Diffusion models for image inpainting often suffer from inconsistent fidelity and prominent artifacts. To address this, we propose a plug-and-play, inference-time scalable framework guided by kernel density estimation—requiring no model retraining. Our method introduces an N-particle diffusion sampling ensemble coupled with block-wise kernel density estimation to construct a particle-set-based local gradient guidance mechanism, which leverages collective distributional statistics to suppress artifacts and enhance local consistency. Evaluated on real-world super-resolution and image completion tasks, the approach significantly improves quantitative metrics—including PSNR and LPIPS—while yielding perceptually more realistic and structurally coherent outputs. Extensive experiments demonstrate its robustness and strong generalization across diverse degradation patterns and architectures, validating both effectiveness and practicality without architectural or training modifications.

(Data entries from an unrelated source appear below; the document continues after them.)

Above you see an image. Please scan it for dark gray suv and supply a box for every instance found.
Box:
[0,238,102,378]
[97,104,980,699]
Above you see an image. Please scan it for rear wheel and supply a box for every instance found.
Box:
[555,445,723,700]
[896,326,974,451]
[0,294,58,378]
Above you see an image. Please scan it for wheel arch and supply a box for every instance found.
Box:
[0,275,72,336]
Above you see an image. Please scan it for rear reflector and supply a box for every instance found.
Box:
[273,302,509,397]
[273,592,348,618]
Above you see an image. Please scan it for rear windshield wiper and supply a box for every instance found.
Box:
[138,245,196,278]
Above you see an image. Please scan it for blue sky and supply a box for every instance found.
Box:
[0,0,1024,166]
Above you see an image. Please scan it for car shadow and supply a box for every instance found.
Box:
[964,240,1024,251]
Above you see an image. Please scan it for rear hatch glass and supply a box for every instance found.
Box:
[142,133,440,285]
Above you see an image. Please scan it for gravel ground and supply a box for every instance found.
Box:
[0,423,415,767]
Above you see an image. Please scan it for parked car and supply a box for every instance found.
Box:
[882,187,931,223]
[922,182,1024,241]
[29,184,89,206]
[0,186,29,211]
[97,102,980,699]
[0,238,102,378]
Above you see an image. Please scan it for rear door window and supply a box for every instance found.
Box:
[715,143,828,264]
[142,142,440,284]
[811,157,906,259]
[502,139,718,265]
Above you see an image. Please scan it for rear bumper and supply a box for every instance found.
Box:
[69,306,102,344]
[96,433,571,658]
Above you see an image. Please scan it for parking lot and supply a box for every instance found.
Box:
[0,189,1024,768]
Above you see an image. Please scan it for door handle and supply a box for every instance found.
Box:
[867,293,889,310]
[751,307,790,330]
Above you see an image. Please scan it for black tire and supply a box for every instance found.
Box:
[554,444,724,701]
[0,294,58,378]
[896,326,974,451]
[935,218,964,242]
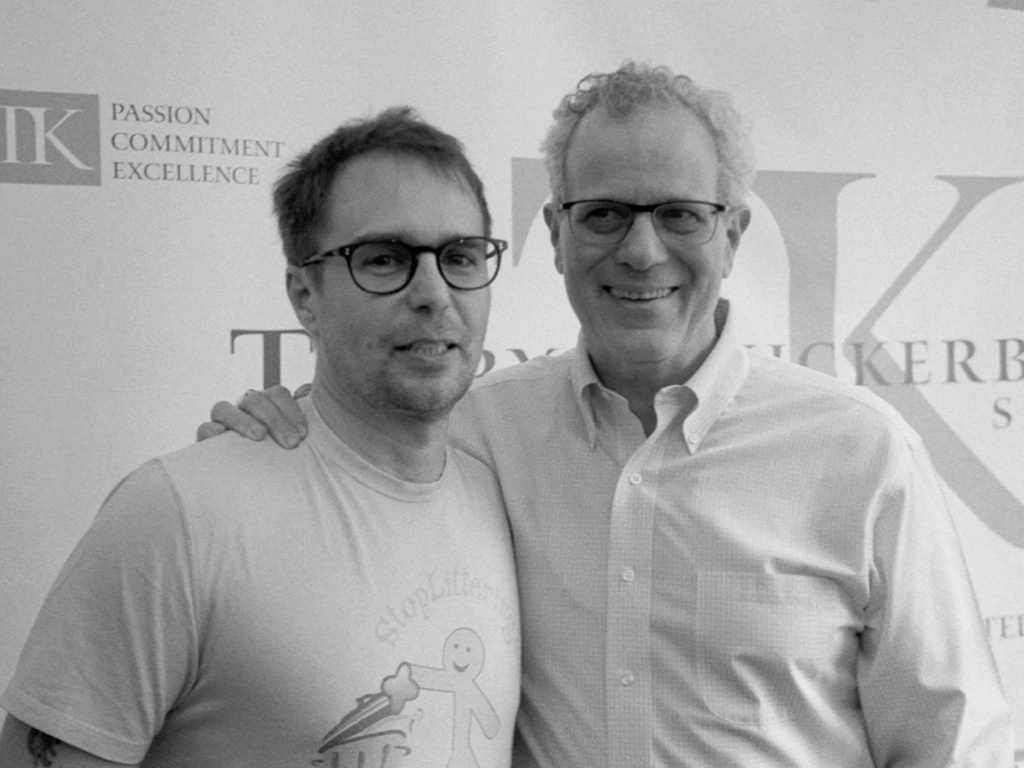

Diffusion models show promise for image restoration, but existing methods often struggle with inconsistent fidelity and undesirable artifacts. To address this, we introduce Kernel Density Steering (KDS), a novel inference-time framework promoting robust, high-fidelity outputs through explicit local mode-seeking. KDS employs an $N$-particle ensemble of diffusion samples, computing patch-wise kernel density estimation gradients from their collective outputs. These gradients steer patches in each particle towards shared, higher-density regions identified within the ensemble. This collective local mode-seeking mechanism, acting as "collective wisdom", steers samples away from spurious modes prone to artifacts, arising from independent sampling or model imperfections, and towards more robust, high-fidelity structures. This allows us to obtain better quality samples at the expense of higher compute by simultaneously sampling multiple particles. As a plug-and-play framework, KDS requires no retraining or external verifiers, seamlessly integrating with various diffusion samplers. Extensive numerical validations demonstrate KDS substantially improves both quantitative and qualitative performance on challenging real-world super-resolution and image inpainting tasks.